Unternehmensinsolvenzen leicht über Vorjahresniveau und weniger Insolvenzverfahren insgesamt

Zwischen Januar und September 2020 entschieden die Thüringer Amtsgerichte über 1405Insolvenzverfahren. Das waren nach Mitteilung des Thüringer Landesamtes für Statistik insgesamt 311 Anträge bzw. -18,1 Prozent weniger als im Vorjahreszeitraum. Auf Unternehmen entfielen 12,7 Prozent aller Verfahren und auf übrige Schuldner 87,3 Prozent (natürliche Personen als Gesellschafter u. Ä., ehemals selbständig Tätige, private Verbraucher sowie Nachlässe und Gesamtgut).

Mit 1244Verfahren wurden 88,5Prozent aller Insolvenzverfahren eröffnet. 133Verfahren bzw. 9,5 Prozent wurden mangels Masse abgewiesen und 28 Verfahren bzw. 2,0 Prozent endeten mit der Annahme eines Schuldenbereinigungsplanes. Die voraussichtlichen Gläubigerforderungen bezifferten die Gerichte auf rund 336 Millionen Euro. Pro Verfahren standen somit Forderungen von durchschnittlich 239 Tausend Euro aus.
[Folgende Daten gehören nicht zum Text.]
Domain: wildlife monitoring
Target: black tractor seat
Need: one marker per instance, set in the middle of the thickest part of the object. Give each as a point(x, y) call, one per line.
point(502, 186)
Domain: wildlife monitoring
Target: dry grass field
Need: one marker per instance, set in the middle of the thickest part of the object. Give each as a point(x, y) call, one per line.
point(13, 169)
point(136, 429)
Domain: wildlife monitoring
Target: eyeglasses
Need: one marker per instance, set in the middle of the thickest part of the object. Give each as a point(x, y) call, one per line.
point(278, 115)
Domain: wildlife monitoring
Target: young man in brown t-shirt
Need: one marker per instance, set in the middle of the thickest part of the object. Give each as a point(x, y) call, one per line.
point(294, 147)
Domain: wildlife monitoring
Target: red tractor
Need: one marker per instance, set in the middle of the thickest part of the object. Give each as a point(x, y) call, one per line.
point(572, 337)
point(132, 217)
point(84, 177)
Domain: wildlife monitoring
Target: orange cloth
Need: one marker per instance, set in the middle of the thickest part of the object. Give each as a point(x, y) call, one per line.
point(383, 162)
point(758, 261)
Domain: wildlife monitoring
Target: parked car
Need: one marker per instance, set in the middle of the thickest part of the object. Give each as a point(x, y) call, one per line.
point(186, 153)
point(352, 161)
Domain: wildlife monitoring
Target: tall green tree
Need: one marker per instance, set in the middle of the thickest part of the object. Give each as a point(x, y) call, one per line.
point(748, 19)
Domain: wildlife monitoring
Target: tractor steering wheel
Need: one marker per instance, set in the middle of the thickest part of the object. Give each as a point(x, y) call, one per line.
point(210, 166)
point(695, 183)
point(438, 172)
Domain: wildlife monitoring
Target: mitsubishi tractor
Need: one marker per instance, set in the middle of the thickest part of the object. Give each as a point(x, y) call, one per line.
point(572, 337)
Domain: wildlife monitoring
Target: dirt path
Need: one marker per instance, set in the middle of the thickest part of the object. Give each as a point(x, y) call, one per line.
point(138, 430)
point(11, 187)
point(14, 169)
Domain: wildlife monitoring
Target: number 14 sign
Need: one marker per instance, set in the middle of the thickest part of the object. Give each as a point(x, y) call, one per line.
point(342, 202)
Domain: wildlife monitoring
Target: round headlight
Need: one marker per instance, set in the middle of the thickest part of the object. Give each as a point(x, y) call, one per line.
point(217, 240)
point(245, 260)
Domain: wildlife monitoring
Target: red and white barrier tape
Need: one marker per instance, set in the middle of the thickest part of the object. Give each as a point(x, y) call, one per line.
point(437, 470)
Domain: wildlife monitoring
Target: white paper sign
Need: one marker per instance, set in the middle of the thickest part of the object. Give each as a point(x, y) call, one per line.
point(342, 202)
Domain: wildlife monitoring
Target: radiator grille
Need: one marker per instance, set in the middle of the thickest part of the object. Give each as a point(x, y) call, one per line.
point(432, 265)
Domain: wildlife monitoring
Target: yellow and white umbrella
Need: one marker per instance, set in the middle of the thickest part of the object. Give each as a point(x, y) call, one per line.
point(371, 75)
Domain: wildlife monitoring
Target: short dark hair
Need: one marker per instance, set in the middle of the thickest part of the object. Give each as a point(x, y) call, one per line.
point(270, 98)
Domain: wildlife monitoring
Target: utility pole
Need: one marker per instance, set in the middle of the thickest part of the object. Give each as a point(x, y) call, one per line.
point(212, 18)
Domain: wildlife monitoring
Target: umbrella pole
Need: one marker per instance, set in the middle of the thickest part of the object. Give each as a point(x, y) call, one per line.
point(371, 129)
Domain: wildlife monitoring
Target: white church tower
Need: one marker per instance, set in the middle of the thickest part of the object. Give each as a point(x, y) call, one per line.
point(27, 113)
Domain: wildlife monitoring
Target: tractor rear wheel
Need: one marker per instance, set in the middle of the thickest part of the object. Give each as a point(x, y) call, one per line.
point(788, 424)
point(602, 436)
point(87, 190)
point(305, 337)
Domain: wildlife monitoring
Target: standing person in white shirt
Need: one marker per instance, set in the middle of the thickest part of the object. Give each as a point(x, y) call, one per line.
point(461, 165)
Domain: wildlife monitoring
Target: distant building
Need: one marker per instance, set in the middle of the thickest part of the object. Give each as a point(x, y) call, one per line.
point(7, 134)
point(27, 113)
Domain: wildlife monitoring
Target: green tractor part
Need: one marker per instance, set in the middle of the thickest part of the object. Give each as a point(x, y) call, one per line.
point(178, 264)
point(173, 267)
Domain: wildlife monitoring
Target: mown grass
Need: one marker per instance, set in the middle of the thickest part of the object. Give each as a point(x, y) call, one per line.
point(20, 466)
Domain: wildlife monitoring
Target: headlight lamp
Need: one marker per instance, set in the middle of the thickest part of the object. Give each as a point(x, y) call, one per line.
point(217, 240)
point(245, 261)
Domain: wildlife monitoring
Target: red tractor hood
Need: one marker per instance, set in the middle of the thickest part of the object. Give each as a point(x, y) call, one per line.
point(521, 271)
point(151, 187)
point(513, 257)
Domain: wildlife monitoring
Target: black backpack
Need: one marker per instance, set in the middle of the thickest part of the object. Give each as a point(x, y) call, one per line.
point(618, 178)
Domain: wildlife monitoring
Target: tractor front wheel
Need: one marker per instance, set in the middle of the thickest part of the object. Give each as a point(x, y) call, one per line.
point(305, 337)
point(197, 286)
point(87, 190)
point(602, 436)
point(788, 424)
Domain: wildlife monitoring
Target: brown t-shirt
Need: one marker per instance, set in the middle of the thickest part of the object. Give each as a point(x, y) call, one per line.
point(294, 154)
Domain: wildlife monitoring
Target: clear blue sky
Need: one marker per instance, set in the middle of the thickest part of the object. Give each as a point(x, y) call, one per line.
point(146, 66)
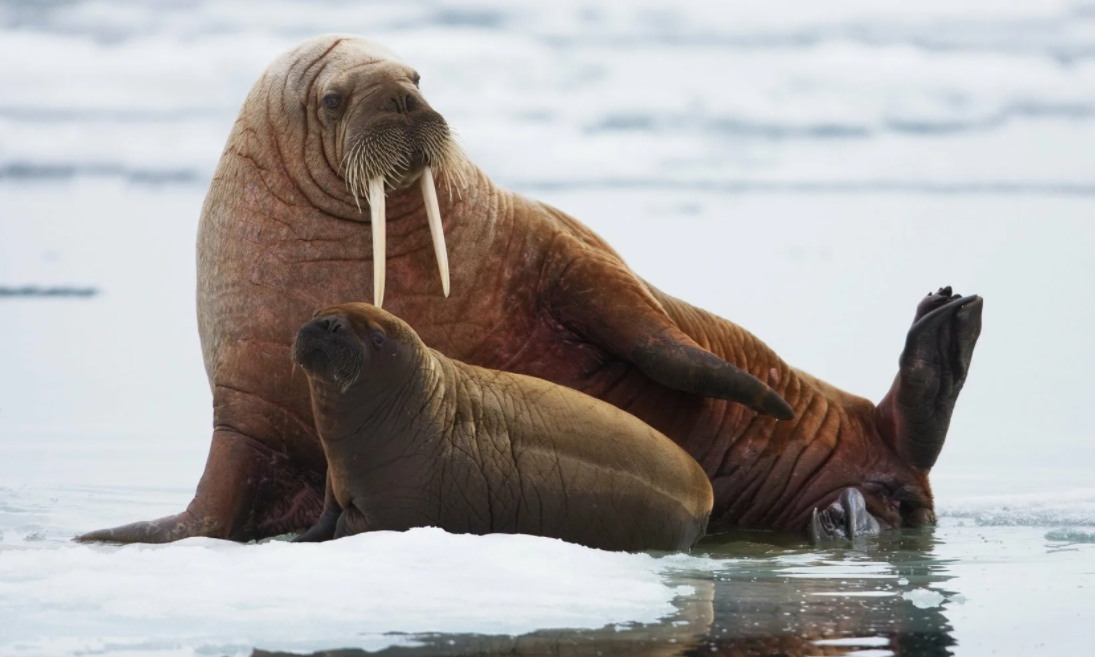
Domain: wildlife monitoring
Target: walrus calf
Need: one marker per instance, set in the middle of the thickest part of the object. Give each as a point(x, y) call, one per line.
point(415, 439)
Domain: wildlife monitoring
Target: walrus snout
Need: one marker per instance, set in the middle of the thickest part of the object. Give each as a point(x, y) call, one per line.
point(327, 349)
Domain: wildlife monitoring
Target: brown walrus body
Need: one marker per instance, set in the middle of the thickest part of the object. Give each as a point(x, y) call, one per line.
point(416, 439)
point(533, 291)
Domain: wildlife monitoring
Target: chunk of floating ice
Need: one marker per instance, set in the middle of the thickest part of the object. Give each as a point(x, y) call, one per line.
point(206, 595)
point(864, 642)
point(1071, 536)
point(924, 598)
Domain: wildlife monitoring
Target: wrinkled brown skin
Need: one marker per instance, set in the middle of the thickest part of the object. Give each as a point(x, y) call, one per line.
point(416, 439)
point(533, 291)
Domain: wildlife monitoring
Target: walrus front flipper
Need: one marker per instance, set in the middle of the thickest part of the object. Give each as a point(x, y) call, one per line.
point(324, 528)
point(246, 492)
point(601, 299)
point(915, 413)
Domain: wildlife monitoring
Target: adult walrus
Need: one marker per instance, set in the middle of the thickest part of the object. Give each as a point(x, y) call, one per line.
point(533, 291)
point(416, 439)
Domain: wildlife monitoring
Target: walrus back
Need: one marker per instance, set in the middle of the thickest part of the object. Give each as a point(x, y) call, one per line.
point(589, 473)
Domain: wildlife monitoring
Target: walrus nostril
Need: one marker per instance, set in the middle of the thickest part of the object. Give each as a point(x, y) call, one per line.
point(402, 103)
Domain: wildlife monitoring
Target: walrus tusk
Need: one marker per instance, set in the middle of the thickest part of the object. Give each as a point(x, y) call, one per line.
point(379, 241)
point(434, 215)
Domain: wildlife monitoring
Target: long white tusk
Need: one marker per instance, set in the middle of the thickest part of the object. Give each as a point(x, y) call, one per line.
point(379, 241)
point(434, 215)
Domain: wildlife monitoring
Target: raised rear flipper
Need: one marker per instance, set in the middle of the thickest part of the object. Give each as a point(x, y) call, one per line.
point(915, 413)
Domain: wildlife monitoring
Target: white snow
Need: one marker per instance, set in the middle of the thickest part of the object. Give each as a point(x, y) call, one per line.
point(203, 595)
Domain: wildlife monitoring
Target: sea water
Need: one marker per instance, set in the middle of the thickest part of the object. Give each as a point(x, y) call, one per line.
point(806, 170)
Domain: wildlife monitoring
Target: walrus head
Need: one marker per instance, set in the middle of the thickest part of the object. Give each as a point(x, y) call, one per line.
point(344, 343)
point(353, 117)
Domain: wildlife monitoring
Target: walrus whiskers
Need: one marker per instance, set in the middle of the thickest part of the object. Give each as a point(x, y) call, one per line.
point(381, 159)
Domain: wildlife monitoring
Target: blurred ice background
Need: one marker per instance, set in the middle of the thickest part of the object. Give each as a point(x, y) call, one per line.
point(807, 170)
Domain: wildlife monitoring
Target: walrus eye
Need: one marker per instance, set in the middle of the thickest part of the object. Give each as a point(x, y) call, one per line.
point(379, 339)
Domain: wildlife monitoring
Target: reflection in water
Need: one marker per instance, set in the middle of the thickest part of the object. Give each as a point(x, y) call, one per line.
point(758, 595)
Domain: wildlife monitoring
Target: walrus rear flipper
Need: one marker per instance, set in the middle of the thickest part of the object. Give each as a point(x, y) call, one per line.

Die Anzahl der Unternehmensinsolvenzen lag zwischen Januar und September 2020 bei 178Verfahren, gegenüber dem vergleichbaren Vorjahreszeitraum sind dies 4Verfahren bzw. 2,3 Prozent mehr. Diese insolventen Unternehmen beschäftigten zum Zeitpunkt des Antrages noch 2 218 Arbeitnehmerinnen und Arbeitnehmer.

Der wirtschaftliche Schwerpunkt der Unternehmensinsolvenzen lag mit 31Verfahren im Baugewerbe, 24 Verfahren im verarbeitenden Gewerbe, 23 Verfahren im Bereich „Handel; Instandhaltung und Reparatur von Kraftfahrzeugen“ und 22 Verfahren im Gastgewerbe.

Bei den übrigen Schuldnern wurden in den ersten 9 Monaten dieses Jahres 1 227 Verfahren und damit 315 Verfahren weniger (-20,4 Prozent) als im vergleichbaren Vorjahreszeitraum gezählt.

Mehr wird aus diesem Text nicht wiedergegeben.